Geometric Hashing for Pattern Matching
The term geometric hashing also refers to a technique for recognizing shapes under transformations.
The high-level idea:
- Pick a basis from points in a model.
- Express other model points relative to that basis.
- Store those transformed coordinates in a hash table.
- For a query shape, repeat the process and vote for matching models.
This version is used in computer vision and pattern recognition.
In this section, the focus is the spatial-indexing version because it appears more often in algorithmic geometry and simulation code.
Complexity Analysis
For uniformly distributed points and a suitable cell size:
insertion: O(1) expected
candidate query: O(1) expected
radius query: O(k) expected
where k is the number of reported nearby points.
For poor distributions, performance can degrade.
If many points fall into the same cell, queries become:
O(n)
A spatial hash is simple and fast when the data distribution and cell size are reasonable.
Common Pitfalls
Choosing the Wrong Cell Size
Cell size determines bucket density. Bad cell sizes destroy performance.
Forgetting Neighboring Cells
A nearby point may lie just across a cell boundary.
Always inspect adjacent cells for radius queries.
Treating Candidates as Answers
A spatial hash returns candidates. Run exact geometry afterward.

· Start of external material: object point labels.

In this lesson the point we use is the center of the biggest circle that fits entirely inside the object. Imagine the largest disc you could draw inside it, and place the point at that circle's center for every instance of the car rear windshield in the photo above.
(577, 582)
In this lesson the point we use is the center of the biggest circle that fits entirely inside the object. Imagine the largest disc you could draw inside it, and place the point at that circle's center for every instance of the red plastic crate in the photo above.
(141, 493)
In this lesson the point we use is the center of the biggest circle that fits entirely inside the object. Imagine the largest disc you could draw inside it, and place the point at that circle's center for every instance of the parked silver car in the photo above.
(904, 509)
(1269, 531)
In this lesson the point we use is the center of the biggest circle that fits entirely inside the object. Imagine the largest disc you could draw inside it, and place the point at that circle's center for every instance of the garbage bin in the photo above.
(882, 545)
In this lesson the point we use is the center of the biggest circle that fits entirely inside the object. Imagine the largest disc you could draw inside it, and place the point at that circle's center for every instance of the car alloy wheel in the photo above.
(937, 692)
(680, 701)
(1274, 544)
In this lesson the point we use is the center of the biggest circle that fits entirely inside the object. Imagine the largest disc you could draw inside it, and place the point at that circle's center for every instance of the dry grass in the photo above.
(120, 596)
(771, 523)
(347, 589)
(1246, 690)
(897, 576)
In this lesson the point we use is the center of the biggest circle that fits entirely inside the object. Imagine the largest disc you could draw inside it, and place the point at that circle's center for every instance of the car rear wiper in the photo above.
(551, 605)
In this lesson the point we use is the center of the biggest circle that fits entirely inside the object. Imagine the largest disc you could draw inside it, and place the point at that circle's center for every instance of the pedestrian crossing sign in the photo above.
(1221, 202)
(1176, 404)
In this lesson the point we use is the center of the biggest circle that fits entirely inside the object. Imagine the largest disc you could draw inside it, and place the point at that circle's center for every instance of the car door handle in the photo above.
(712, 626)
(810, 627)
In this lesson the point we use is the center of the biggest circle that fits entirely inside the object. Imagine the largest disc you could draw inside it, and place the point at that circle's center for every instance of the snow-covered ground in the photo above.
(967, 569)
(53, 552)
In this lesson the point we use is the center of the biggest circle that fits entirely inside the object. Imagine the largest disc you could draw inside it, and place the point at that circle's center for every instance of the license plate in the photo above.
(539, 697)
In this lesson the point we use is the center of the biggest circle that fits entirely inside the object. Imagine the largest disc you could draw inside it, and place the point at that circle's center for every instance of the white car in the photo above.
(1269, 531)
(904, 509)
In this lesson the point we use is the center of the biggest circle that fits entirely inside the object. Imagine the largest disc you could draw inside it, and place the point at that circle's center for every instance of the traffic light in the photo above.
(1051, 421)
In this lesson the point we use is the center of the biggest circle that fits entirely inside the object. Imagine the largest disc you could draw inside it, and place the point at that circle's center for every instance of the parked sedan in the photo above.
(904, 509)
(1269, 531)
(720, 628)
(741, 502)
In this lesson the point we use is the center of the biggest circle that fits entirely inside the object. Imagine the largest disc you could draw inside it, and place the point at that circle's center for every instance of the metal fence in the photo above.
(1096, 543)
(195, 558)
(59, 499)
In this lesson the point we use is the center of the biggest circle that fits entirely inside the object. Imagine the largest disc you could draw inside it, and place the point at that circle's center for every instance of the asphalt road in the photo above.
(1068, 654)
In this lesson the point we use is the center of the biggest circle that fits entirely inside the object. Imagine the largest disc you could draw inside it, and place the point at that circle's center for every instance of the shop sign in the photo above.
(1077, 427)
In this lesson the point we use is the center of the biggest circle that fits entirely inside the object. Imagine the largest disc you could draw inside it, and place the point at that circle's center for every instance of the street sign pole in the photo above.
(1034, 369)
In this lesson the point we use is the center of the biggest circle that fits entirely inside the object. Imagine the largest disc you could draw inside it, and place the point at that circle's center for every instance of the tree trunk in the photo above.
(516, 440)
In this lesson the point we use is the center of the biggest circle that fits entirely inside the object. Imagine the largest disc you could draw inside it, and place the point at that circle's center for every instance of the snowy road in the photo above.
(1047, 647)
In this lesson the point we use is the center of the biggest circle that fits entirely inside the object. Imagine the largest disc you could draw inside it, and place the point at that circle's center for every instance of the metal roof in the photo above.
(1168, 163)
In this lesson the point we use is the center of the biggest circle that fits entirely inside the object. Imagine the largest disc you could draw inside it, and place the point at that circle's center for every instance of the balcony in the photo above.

Ignoring Negative Coordinates
Use floor, not integer truncation toward zero.
For example:
floor(-0.2) = -1
but truncation may produce:
0
which places points in the wrong cell.
Duplicate Pair Reports
Objects spanning multiple cells may create repeated candidate pairs.
Track tested pairs when reporting collisions.
Discussion
Geometric hashing is one of the simplest spatial indexing techniques. It trades perfect selectivity for speed and implementation simplicity. For uniformly distributed objects and predictable query radii, it is often faster and easier than a tree-based index.
The important design rule is to treat the hash as a filter. It narrows the search to plausible candidates, but the exact geometric predicate still decides the answer. This broad-phase then narrow-phase split is a recurring pattern in practical geometry systems.